Il était vrai que Kairi, bien que studieuse, relevait plus de la fille sportive et active que du rat de bibliothèque ou de l'artiste. Un curieux contraste avec elle-même, alors qu'elles étaient pourtant la même personne, songea Naminé. Elle se plongea dans ses pensées pour creuser davantage le sujet, en cherchant les causes théoriques et les implications potentielles, mais une inflexion dans la voix de Serah, comme si elle avait trouvé soudainement quelque chose particulièrement digne d'intérêt, la ramena à la réalité.
« Je remarque que tu dessines beaucoup le même garçon, dit-elle avec un sourire en coin. Qui est-ce ?
-Quoi ? Fais-voir ! » s'écria Selphie, son attention ravivée, en se jetant en avant.
Naminé se tordit le cou pour voir quel dessin retenait l'attention des deux filles, bien qu'elle en ait une petite idée. Ses doutes furent confirmés quand elle remarqua que le carnet était ouvert à la page d'un dessin de Sora au paysage inachevé. Elle avait tenté de le représenter sur la plage de la petite île, les traits détendus sous le soleil de fin d'après-midi, mais n'avait pas trouvé la motivation de l'achever, consciente que tout son talent ne pouvait désormais plus l'atteindre.
« Hmm... » La main sur le menton et la tête inclinée de côté, Selphie semblait plongée elle aussi dans ses propres réflexions, tandis que Serah tournait lentement les pages du carnet, remontant vers des dessins plus anciens, tous de Sora, tous dans un état d'achèvement plus ou moins avancé.
« Il me dit quelque chose, dit soudain Selphie, les yeux dans le vague. Mais je suis sûre que je ne l'ai jamais vu au lycée... »
Naminé la dévisagea sans un mot. Se pourrait-il... Non, il était impossible que la jeune fille se souvienne de lui, n'est-ce pas ? Elle faillit sursauter quand Selphie se redressa brusquement, les traits illuminés.
« Mais oui ! C'est le garçon de la photo ! Tu sais, la photo qu'on a trouvée dans la salle des objets perdus, dans le petit sac bleu », ajouta-t-elle en se tournant vers Naminé, cherchant confirmation. Sentant l'hésitation de la jeune fille qui ne pouvait que formuler des hypothèses quant à ce que l'autre fille évoquait, elle insista sur le ton de l'évidence : « Tu te souviens pas ? Pourtant ça avait vraiment l'air de te travailler. » Sa voix prit une nuance boudeuse. « Tu ne m'as même jamais dit qui était ce garçon.
-Désolée, dit-elle automatiquement, pressentant que c'était la réponse la plus appropriée.
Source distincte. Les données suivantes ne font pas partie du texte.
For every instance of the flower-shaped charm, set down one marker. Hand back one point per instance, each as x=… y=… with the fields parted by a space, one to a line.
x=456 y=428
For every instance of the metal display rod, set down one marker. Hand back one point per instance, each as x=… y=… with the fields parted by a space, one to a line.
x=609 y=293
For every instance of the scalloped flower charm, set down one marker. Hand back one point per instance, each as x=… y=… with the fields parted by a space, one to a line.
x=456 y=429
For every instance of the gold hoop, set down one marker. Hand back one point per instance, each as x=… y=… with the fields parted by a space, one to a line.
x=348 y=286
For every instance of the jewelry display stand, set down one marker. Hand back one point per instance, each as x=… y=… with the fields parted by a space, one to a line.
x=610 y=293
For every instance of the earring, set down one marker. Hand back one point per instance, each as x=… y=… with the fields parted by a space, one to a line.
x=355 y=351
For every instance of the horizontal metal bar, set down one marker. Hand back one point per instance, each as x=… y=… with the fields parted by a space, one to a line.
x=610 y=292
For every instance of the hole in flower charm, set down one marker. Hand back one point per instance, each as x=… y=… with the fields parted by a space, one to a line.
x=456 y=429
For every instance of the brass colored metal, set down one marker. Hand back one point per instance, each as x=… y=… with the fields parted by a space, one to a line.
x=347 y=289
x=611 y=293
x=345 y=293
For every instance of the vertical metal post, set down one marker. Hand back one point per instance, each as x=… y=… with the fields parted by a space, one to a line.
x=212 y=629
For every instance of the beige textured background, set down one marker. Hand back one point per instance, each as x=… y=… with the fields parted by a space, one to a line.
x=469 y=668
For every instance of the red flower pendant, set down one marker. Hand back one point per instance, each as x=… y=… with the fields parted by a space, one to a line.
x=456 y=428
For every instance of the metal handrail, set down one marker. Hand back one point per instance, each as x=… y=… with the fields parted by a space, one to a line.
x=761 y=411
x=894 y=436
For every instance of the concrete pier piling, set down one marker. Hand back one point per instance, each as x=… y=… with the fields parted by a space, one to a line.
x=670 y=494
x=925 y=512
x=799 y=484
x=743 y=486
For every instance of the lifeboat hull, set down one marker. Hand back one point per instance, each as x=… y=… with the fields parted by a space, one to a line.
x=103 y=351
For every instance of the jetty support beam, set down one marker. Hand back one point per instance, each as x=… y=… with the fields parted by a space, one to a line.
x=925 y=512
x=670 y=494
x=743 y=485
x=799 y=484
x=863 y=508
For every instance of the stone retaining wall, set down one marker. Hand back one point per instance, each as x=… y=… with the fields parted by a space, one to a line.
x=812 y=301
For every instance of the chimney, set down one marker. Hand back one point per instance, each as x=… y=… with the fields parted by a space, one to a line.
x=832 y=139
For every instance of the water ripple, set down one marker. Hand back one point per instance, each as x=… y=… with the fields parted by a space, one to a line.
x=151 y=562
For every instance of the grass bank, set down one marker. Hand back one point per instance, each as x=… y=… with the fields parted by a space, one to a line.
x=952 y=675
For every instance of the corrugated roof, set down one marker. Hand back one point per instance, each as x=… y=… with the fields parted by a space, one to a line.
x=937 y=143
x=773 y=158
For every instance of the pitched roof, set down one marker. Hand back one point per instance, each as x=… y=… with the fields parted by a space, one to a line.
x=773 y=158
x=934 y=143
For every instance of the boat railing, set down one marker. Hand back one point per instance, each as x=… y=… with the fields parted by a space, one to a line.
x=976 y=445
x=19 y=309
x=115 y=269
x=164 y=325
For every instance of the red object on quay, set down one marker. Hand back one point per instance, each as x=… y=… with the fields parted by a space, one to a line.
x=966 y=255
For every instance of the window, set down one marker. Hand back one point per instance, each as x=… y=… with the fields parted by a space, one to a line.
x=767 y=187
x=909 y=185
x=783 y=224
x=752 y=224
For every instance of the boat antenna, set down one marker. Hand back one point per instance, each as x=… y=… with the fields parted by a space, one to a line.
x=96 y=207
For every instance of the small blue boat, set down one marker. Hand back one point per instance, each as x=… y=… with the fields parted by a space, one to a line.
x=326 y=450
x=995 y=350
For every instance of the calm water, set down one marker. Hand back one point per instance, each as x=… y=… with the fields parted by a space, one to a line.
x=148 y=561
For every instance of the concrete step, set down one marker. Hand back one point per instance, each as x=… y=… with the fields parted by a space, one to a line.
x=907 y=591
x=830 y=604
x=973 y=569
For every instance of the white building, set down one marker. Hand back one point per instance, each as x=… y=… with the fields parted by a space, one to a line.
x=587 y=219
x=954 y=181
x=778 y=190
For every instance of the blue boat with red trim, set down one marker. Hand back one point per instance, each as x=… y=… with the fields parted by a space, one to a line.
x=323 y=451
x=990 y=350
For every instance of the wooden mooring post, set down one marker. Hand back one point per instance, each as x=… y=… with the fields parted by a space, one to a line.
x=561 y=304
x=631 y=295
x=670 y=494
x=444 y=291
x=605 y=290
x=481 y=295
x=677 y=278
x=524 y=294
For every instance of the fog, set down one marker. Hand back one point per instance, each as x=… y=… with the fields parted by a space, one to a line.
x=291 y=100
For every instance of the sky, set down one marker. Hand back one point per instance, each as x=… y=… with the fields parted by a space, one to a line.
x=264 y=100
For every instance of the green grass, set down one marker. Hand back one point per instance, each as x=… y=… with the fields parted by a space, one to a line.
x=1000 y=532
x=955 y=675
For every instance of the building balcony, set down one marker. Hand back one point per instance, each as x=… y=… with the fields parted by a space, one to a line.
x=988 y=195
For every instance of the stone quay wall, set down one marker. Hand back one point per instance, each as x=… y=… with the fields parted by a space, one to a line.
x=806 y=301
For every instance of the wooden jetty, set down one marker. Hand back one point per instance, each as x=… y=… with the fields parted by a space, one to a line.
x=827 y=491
J'avais beaucoup de choses en tête à cette époque.
-C'est un ami d'enfance ? s'enquit Serah en refermant le carnet. Je ne l'ai jamais vu au lycée. Est-ce qu'il est parti ?
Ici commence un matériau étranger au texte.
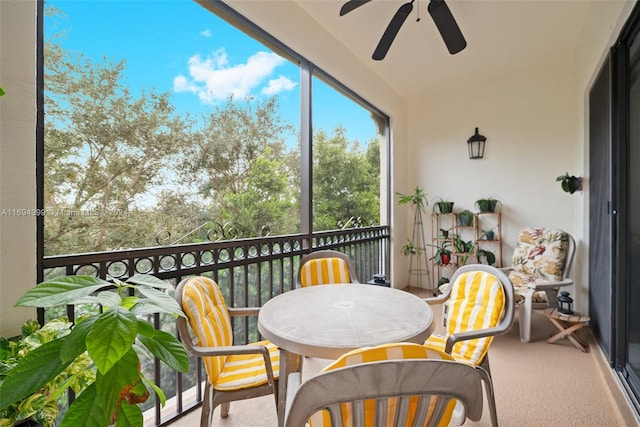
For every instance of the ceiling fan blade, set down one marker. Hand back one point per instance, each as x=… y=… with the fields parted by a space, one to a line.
x=447 y=26
x=392 y=30
x=351 y=5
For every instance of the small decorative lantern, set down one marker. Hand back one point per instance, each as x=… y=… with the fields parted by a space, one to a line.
x=565 y=303
x=476 y=145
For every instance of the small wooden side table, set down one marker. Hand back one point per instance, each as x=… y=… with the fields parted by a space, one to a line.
x=568 y=325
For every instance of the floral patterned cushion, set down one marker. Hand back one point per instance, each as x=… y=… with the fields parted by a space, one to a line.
x=540 y=256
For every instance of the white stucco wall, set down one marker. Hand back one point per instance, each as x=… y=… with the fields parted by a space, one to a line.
x=17 y=159
x=535 y=121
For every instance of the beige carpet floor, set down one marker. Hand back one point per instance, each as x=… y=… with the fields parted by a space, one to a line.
x=536 y=384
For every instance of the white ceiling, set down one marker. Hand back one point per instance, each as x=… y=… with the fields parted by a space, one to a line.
x=502 y=35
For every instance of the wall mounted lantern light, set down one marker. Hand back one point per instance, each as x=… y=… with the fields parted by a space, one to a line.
x=476 y=145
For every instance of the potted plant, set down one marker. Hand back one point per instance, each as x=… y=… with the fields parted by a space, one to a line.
x=113 y=339
x=41 y=406
x=488 y=255
x=418 y=198
x=410 y=249
x=443 y=206
x=487 y=204
x=488 y=234
x=570 y=183
x=463 y=247
x=443 y=254
x=465 y=218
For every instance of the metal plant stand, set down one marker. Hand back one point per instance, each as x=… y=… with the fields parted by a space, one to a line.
x=421 y=269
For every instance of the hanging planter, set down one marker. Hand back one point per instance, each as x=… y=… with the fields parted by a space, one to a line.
x=465 y=218
x=570 y=183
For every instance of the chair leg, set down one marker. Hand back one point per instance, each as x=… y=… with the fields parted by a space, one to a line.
x=524 y=315
x=224 y=409
x=206 y=415
x=491 y=400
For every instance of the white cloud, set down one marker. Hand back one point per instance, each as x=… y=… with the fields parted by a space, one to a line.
x=214 y=78
x=278 y=85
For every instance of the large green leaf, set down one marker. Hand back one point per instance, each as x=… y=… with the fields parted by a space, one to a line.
x=112 y=386
x=111 y=337
x=148 y=280
x=61 y=291
x=86 y=411
x=164 y=346
x=75 y=343
x=109 y=298
x=157 y=301
x=129 y=416
x=32 y=372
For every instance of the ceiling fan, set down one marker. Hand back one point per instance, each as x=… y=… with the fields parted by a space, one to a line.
x=440 y=14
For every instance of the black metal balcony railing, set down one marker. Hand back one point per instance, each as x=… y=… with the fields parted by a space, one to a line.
x=248 y=271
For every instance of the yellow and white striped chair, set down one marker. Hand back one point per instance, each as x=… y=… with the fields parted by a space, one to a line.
x=234 y=372
x=326 y=267
x=398 y=384
x=480 y=305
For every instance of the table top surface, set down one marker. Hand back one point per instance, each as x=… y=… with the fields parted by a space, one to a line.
x=326 y=321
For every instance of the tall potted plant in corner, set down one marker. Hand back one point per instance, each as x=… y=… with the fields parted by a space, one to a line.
x=416 y=245
x=113 y=339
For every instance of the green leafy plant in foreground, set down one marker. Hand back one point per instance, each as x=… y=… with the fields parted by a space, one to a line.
x=110 y=340
x=41 y=406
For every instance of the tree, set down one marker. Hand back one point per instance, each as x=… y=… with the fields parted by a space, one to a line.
x=267 y=205
x=104 y=148
x=232 y=138
x=346 y=183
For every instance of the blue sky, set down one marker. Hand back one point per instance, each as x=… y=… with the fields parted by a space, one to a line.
x=180 y=47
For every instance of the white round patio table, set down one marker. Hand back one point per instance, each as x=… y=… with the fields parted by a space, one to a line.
x=327 y=321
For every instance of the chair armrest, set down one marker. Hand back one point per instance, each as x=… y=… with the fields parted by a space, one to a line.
x=293 y=384
x=550 y=285
x=228 y=350
x=243 y=311
x=470 y=335
x=440 y=299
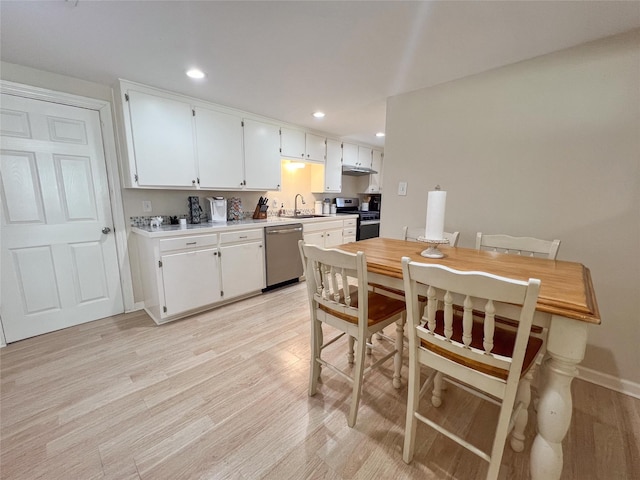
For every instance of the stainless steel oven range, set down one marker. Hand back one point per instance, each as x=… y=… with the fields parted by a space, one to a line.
x=368 y=220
-C'est ton amoureux ? » renchérit Selphie, une lueur taquine au fond des yeux.
Comme Naminé demeurait interdite, elle se balança d'avant en arrière avec impatience, son sourire s'élargissant.
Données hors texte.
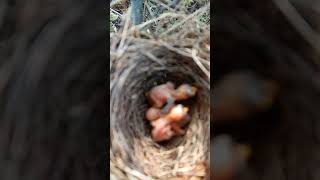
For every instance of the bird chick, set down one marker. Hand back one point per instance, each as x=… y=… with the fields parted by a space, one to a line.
x=169 y=125
x=227 y=157
x=159 y=95
x=161 y=130
x=239 y=95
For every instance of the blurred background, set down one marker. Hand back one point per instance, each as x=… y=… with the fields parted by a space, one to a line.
x=53 y=121
x=265 y=90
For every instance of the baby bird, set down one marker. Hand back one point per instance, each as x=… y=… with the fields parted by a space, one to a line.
x=227 y=157
x=159 y=95
x=169 y=125
x=240 y=94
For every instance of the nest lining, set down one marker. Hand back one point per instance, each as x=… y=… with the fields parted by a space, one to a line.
x=133 y=152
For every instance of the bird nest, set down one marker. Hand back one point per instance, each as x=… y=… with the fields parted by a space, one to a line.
x=137 y=65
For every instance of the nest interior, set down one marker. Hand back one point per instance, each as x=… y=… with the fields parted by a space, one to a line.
x=133 y=76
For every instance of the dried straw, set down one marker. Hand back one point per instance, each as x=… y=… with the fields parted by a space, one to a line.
x=138 y=64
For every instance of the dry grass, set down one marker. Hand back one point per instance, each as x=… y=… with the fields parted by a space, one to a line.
x=171 y=46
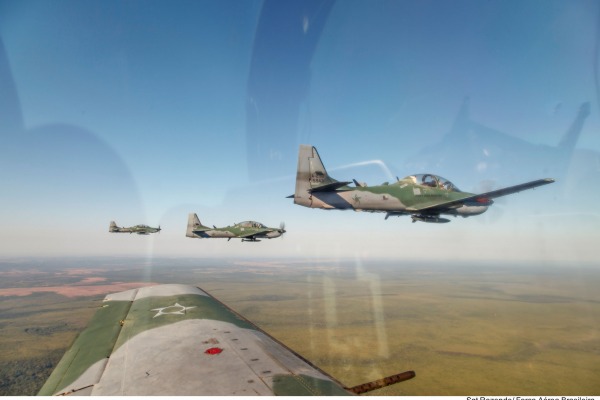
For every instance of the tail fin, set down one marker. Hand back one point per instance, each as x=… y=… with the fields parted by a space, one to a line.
x=312 y=176
x=194 y=225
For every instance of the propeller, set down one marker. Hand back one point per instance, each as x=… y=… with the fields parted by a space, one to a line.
x=281 y=228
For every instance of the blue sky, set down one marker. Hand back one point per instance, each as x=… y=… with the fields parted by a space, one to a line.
x=144 y=111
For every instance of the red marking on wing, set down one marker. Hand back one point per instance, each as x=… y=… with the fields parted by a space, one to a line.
x=213 y=351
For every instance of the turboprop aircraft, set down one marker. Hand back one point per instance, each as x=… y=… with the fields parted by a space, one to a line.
x=248 y=231
x=424 y=196
x=172 y=340
x=139 y=229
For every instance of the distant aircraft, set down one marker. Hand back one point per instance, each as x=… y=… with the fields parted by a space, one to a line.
x=172 y=340
x=139 y=229
x=424 y=197
x=248 y=231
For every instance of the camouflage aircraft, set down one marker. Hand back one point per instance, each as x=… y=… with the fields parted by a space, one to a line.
x=174 y=340
x=248 y=231
x=424 y=197
x=139 y=229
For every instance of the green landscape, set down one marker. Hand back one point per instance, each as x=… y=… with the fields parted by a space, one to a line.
x=477 y=329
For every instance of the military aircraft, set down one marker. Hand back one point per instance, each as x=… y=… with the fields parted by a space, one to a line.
x=139 y=229
x=248 y=231
x=424 y=197
x=175 y=340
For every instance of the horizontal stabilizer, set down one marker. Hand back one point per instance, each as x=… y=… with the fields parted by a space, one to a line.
x=330 y=187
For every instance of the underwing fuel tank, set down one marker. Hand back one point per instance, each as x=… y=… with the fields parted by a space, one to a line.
x=430 y=218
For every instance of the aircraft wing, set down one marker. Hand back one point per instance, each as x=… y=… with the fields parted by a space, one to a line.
x=178 y=340
x=484 y=198
x=253 y=234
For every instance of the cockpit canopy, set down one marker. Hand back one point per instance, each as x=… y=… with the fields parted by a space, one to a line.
x=432 y=180
x=251 y=224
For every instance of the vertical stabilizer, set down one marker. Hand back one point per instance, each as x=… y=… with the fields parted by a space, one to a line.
x=193 y=224
x=310 y=175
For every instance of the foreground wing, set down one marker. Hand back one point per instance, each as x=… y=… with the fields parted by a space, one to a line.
x=178 y=340
x=484 y=198
x=253 y=234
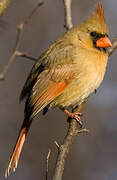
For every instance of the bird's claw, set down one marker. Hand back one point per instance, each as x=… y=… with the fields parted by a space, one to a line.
x=77 y=117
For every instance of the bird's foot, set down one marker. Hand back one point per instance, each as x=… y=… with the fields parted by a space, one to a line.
x=74 y=115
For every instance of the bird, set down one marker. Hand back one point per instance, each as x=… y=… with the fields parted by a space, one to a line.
x=67 y=72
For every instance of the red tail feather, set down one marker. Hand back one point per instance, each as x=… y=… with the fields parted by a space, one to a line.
x=18 y=147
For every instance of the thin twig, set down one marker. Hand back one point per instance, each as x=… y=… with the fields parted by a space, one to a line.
x=20 y=29
x=3 y=5
x=67 y=143
x=47 y=163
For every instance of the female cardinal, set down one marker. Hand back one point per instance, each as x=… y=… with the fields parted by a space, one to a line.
x=67 y=73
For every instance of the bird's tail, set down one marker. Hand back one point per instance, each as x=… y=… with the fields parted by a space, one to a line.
x=18 y=147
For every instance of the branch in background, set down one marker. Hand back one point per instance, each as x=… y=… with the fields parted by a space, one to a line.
x=47 y=163
x=3 y=6
x=16 y=52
« Alleeez ! Vous pouvez bien jouer le jeu, non ? Ne me dites pas que vous n'avez pas un garçon en tête, non ? Dites-moi tout de vos aventures romantiques, insista-t-elle en se penchant en avant, la tête dans les mains, avide d'entendre leurs secrets. Je veux tout savoir !
-Hé bien, je t'en avais parlé, mais il y a bien un garçon que je connais depuis longtemps, répondit Serah d'une voix douce, mais ma sœur ne l'aime pas...
-Ahhh, mais qu'importe ce qu'en pense Lightning ! Ça la regarde pas, non ? »
Selphie se retourna vers Naminé avec un regard malicieux.
« Et Kairi, alors ? Je ne sais même pas s'il y a quelqu'un qui t'intéresse, je suis pourtant ta meilleure amie, non ? Je devrais pas être la première informée ?
-Hmm », fit Naminé, sans trop savoir que répondre à cela. Serah intervint alors, comme pour prendre sa défense devant l'insistance de sa camarade.
« Laisse-la donc, si elle ne veut pas en parler, c'est son choix. Moi aussi je suis curieuse cela dit, ajouta-t-elle avec un regard complice vers Selphie qui affichait à présent une moue boudeuse, mais peut-être que Kairi a d'autres préoccupations en ce moment.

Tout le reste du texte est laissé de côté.